We can now calculate the covariance between $A$ and $B$ in the setup you proposed (where $P(B=1) = \alpha$) and find that:

$cov(A,B) = E[AB] - E[A]E[B] $

$cov(A,B) = E[AB] - \alpha^2 $

$cov(A,B) = P(A=1, B=1 | Y = 0) + P(A=1, B=1 | Y = 1) - \alpha^2 $

$cov(A,B) = P(A=1| Y = 0) P(B=1| Y = 0) +P(A=1| Y = 1) P(B=1| Y = 1) - \alpha^2 $

$cov(A,B) = P(A=1| Y = 0)^2 +P(A=1| Y = 1)^2 - \alpha^2 $

If we substitute this using the table above, we can find that:

$cov(A,B) = k^2 Var[Y]^{-1} = \frac{cov(A,Y)^2}{Var[Y]}$

Answer 2

I found a solution for the case where we have 2 repeated noisy observations. It is not hard to spot once you write out the joint probability, use it to write out the conditional probability table in terms of $\beta$ and $\alpha$. We can show that $P(A\ne B) = 2 \alpha(1-\alpha)$, then use the quadratic formula to solve for $\alpha$, and then solve for $\beta$ in terms of $\alpha$.

Joint probability table:

	$Y=0$	$Y=1$	$P(A)$
$A=0$	$\alpha(1-\beta)$	$(1-\alpha)\beta$	$\alpha(1-\beta) + (1-\alpha)(\beta)$
$A=1$	$(1-\alpha)(1-\beta)$	$\alpha\beta$	$(1-\alpha)(1-\beta)+\alpha\beta$
$P(Y)$	$\alpha(1-\beta) + (1-\alpha)(1-\beta)$	$(1-\alpha)\beta +\alpha\beta$	1

If you doubt that $P(A=1,Y=1)=\alpha\beta$, consider $P(A=1,Y=1)=P(A=Y,A=1,Y=1)=P(A=Y,Y=1)=P(A=Y)P(Y=1)$

The last equality seems surprising since it says that $A=Y$ and $Y=1$ are independent. But they are since $P(A=Y)=\alpha$ no matter the value of $Y$.
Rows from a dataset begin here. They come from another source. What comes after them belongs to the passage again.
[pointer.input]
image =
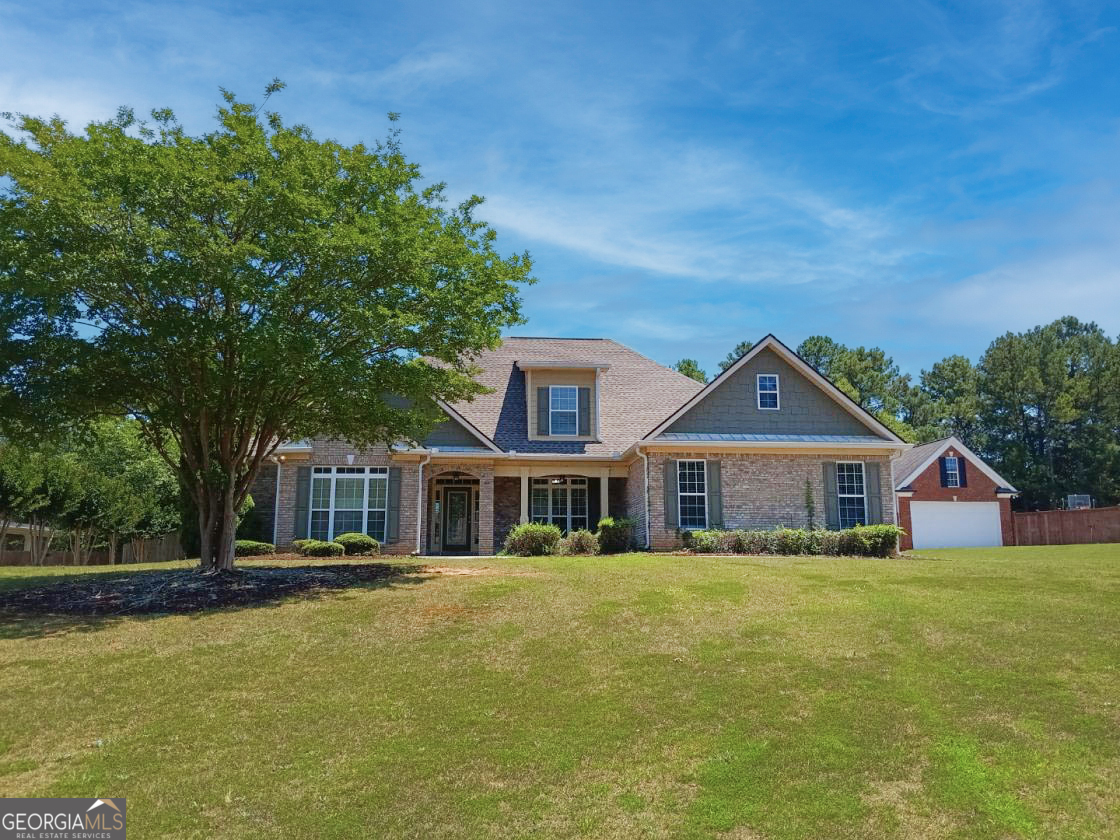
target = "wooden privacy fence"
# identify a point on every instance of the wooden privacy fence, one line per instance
(1066, 528)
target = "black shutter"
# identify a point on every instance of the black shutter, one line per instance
(585, 411)
(393, 512)
(302, 501)
(672, 519)
(542, 411)
(874, 492)
(831, 496)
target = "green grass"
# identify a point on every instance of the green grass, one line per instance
(967, 693)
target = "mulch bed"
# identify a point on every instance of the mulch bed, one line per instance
(187, 590)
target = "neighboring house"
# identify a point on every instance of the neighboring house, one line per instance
(574, 429)
(949, 497)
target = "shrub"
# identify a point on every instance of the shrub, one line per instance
(318, 548)
(356, 543)
(579, 542)
(252, 548)
(615, 535)
(532, 539)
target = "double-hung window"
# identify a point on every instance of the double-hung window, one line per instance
(561, 502)
(952, 472)
(346, 500)
(767, 391)
(692, 495)
(850, 493)
(563, 410)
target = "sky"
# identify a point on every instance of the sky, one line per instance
(922, 177)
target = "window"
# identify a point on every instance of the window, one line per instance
(952, 472)
(767, 391)
(563, 410)
(560, 501)
(691, 494)
(852, 501)
(348, 498)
Conditional probability table:

	$Y=0$	$Y=1$
$P(A=0|Y)$	$\frac{(1-\alpha)(1-\beta)}{\alpha(1-\beta)+(1-\alpha)(1-\beta)}$	$\frac{(1-\alpha)\beta}{(1-\alpha)\beta+\alpha\beta}$
$P(A=1|Y)$	$\frac{(1-\alpha)(1-\beta)}{\alpha(1-\beta)+(1-\alpha)(1-\beta)}$	$\frac{\alpha\beta}{(1-\alpha)\beta + \alpha\beta}$

Lemma 1: $P(A=1|Y=1)=\alpha$; $P(A=0|Y=1)=(1-\alpha)$ Simplifying $P(A=1|Y=1)$ from the conditional probability table, we have: $$\frac{\alpha\beta}{(1-\alpha)\beta + \alpha \beta} = \frac{\alpha\beta}{\beta}=\alpha$$.
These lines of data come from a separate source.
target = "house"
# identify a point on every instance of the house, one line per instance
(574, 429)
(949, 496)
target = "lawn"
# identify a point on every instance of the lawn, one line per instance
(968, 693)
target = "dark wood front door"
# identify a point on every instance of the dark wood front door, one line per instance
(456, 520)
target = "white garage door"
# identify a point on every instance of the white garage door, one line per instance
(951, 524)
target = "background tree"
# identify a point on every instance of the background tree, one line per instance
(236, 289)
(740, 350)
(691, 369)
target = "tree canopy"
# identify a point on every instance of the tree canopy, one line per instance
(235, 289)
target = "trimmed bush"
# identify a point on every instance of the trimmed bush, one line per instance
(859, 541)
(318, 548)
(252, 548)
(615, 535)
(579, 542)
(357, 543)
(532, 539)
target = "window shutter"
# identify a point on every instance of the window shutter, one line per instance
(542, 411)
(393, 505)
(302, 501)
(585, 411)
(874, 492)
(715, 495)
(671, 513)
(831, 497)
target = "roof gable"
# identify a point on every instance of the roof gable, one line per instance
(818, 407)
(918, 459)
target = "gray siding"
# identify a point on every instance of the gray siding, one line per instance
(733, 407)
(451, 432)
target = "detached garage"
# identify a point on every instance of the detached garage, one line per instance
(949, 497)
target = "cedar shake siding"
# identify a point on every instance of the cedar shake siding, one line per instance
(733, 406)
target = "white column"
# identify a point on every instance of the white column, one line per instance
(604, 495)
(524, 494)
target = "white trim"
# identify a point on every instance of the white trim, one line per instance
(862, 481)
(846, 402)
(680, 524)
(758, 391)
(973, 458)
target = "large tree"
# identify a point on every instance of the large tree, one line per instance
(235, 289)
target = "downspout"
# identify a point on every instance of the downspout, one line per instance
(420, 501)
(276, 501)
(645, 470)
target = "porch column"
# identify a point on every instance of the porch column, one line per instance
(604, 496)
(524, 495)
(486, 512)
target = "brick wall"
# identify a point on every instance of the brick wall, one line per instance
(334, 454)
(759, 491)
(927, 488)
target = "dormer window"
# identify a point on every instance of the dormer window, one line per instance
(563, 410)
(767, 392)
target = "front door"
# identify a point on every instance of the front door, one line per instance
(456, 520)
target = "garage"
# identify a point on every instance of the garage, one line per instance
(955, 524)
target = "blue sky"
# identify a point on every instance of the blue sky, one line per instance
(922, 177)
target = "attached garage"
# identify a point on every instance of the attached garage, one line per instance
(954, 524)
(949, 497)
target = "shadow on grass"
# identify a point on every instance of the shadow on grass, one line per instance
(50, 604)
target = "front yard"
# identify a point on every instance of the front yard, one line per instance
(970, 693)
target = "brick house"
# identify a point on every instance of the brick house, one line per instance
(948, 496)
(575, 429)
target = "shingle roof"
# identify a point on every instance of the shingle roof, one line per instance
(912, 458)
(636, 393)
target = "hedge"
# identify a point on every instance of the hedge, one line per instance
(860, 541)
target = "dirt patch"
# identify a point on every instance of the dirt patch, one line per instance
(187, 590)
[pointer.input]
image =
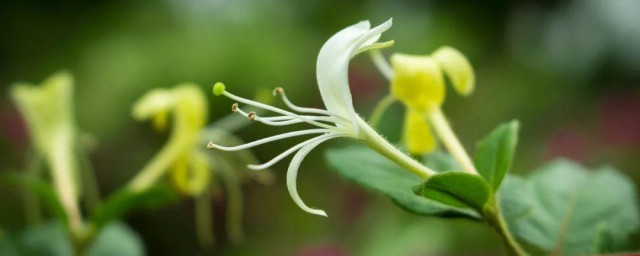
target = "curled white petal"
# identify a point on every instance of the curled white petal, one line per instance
(332, 66)
(292, 174)
(382, 64)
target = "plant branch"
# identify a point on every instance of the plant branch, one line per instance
(450, 140)
(380, 108)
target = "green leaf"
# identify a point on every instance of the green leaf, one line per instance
(42, 189)
(116, 239)
(515, 201)
(577, 211)
(8, 245)
(440, 161)
(51, 238)
(457, 189)
(495, 152)
(371, 170)
(125, 200)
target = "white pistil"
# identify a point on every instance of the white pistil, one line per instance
(289, 104)
(292, 174)
(291, 150)
(273, 109)
(285, 120)
(211, 145)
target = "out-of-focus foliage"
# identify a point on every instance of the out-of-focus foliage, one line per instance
(578, 211)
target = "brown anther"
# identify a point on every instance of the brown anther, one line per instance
(251, 115)
(278, 90)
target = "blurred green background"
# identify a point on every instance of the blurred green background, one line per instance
(568, 70)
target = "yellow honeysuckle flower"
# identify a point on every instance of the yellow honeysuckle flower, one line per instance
(418, 82)
(187, 104)
(48, 111)
(417, 133)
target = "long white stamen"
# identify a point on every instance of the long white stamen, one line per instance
(271, 108)
(211, 145)
(284, 120)
(292, 174)
(293, 149)
(295, 107)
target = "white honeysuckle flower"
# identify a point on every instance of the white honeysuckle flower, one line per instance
(338, 120)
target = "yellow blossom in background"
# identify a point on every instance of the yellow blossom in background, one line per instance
(419, 83)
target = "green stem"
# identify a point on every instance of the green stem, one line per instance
(63, 166)
(88, 178)
(450, 140)
(382, 146)
(496, 220)
(380, 108)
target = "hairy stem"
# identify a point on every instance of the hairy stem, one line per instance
(450, 140)
(382, 146)
(380, 108)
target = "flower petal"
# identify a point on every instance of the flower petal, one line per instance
(417, 133)
(457, 67)
(332, 67)
(417, 81)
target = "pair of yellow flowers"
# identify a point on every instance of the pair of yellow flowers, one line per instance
(419, 83)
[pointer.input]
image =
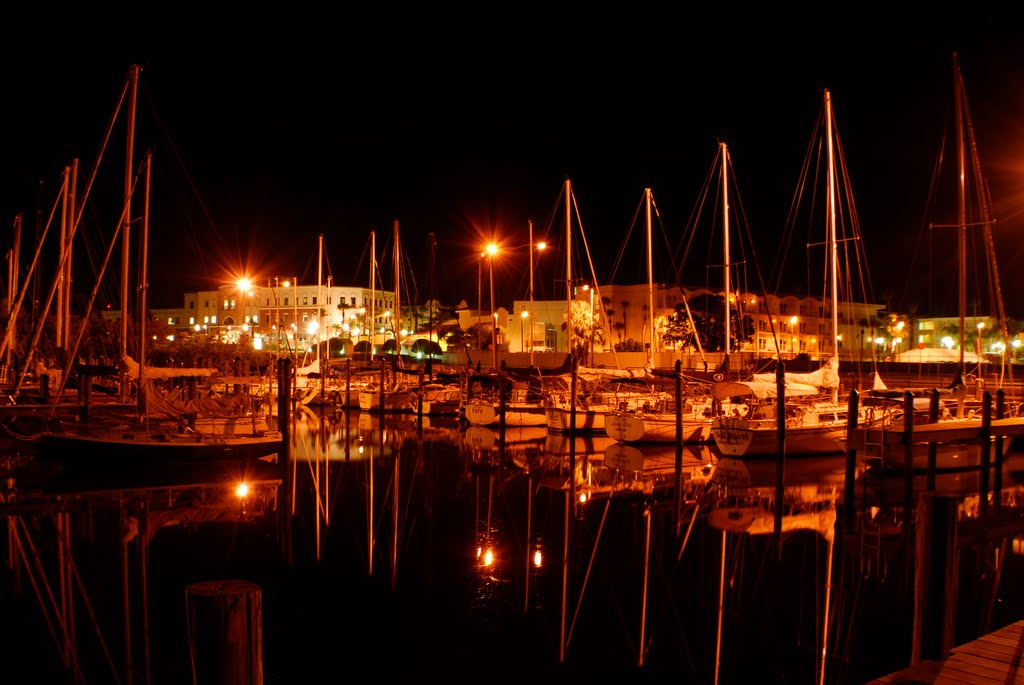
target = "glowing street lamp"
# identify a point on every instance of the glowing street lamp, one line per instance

Simplifying $P(A=0|Y=1)$ we have: $$\frac{(1-\alpha)\beta}{(1-\alpha)\beta+\alpha\beta}=\frac{1-\alpha}{\alpha+1-\alpha}=1-\alpha$$

Lemma 2: $P(A \ne B) = 2 \alpha(1-\alpha)$ Consider the case $P(A\ne B,Y=1)$. The other is similar. $$P(A \ne B,Y=1) \\ = P(A\ne B|Y=1)P(Y=1) \\= P(Y=1)(P(A=1,B=0)|Y=1) + P(A=0,B=1|Y=1)) \\= P(Y=1)(P(A=1|Y=1)P(B=0|Y=1)+P(A=0|Y=1)P(B=1|Y=1)) \\ = \beta(\alpha(1-\alpha) + (1-\alpha)\alpha) = 2 \beta \alpha (1-\alpha)$$

since $A$ and $B$ are conditionally independent given Y.
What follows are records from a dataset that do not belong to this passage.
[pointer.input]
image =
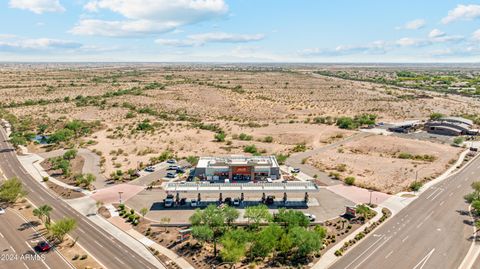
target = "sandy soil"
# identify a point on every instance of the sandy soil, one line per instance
(280, 104)
(374, 162)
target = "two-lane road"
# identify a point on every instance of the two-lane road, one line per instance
(17, 242)
(109, 251)
(434, 231)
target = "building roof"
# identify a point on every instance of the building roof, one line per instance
(458, 119)
(453, 129)
(237, 160)
(300, 186)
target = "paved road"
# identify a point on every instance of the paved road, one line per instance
(109, 251)
(295, 160)
(16, 241)
(434, 231)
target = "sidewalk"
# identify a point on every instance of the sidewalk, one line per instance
(329, 257)
(87, 207)
(31, 163)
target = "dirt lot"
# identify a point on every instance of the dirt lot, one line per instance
(376, 162)
(183, 103)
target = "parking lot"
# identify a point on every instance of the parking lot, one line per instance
(324, 204)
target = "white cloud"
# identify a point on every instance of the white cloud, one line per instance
(462, 12)
(37, 6)
(413, 25)
(148, 16)
(411, 42)
(476, 35)
(8, 42)
(121, 28)
(376, 47)
(217, 37)
(436, 33)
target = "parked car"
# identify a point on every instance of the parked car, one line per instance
(173, 167)
(180, 170)
(43, 246)
(310, 216)
(169, 201)
(149, 169)
(171, 175)
(270, 200)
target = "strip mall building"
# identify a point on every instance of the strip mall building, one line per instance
(237, 168)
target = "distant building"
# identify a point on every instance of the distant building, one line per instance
(406, 126)
(451, 126)
(237, 168)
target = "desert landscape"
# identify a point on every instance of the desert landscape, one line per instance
(137, 113)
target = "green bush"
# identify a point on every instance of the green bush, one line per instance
(349, 180)
(415, 186)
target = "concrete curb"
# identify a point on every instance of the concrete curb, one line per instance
(329, 257)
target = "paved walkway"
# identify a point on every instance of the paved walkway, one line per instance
(87, 207)
(328, 258)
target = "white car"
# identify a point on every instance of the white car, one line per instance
(310, 217)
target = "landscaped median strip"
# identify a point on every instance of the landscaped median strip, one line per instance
(333, 253)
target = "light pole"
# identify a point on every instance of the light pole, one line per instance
(120, 196)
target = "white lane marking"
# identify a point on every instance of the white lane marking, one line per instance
(95, 241)
(388, 255)
(358, 257)
(433, 198)
(428, 216)
(423, 261)
(44, 263)
(373, 251)
(433, 193)
(118, 260)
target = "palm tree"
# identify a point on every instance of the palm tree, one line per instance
(43, 211)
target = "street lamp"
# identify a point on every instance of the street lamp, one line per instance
(120, 196)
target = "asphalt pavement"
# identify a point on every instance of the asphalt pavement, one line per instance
(110, 252)
(18, 239)
(434, 231)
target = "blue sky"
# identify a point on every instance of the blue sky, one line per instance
(240, 30)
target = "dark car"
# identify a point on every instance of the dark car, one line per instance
(173, 167)
(270, 200)
(180, 170)
(43, 247)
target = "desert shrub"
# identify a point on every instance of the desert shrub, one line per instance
(350, 180)
(415, 186)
Clearly, $P(A\ne B,Y=0) = 2 (1-\beta) \alpha (1 - \alpha)$. So we can write $$P(A \ne B) = 2 \alpha (1-\alpha)\beta + 2 \alpha (1-\alpha)(1-\beta) = 2\alpha(1-\alpha)(\beta + 1 - \beta) = 2\alpha(1-\alpha)$$

Use the quadratic formula to solve for $\alpha$. $$2\alpha^2 - 2\alpha + P(A\ne B) = 0 $$

$$ \alpha = \frac{2 \pm \sqrt{4 - 8P(A \ne B)}}{4} $$

Finally use $\alpha$ to solve for $\beta$

Observe that $P(Y=1|A\ne B) = P(Y=1)$.

$$ P(Y=1|A\ne B) = \frac{P(A\ne B | Y=1)P(Y=1)}{P(A \ne B)}$$ $$P(A \ne B | Y=1) = P(A=1,B=0 | Y=1) + P(A=0,B=1|Y=1)$$ $$ = 2 P(A=1,B=0 | Y=1) = 2P(A=1|Y=1)P(B=0|Y=1) = 2P(A=1|Y=1)P(A=0|Y=1) = 2P(A=1|Y=1)(1-P(A=1|Y=1) = $$

$$ \frac{P(A=1,B=1) - \alpha ^2 + 2\alpha -1}{2\alpha - 1} = \beta $$

This is because $$P(A=1,B=1) = P(A=1,B=1,Y=1) + P(A = 1, B = 1, Y = 0)$$ Consider $P(A=1,B=1,Y=1)$.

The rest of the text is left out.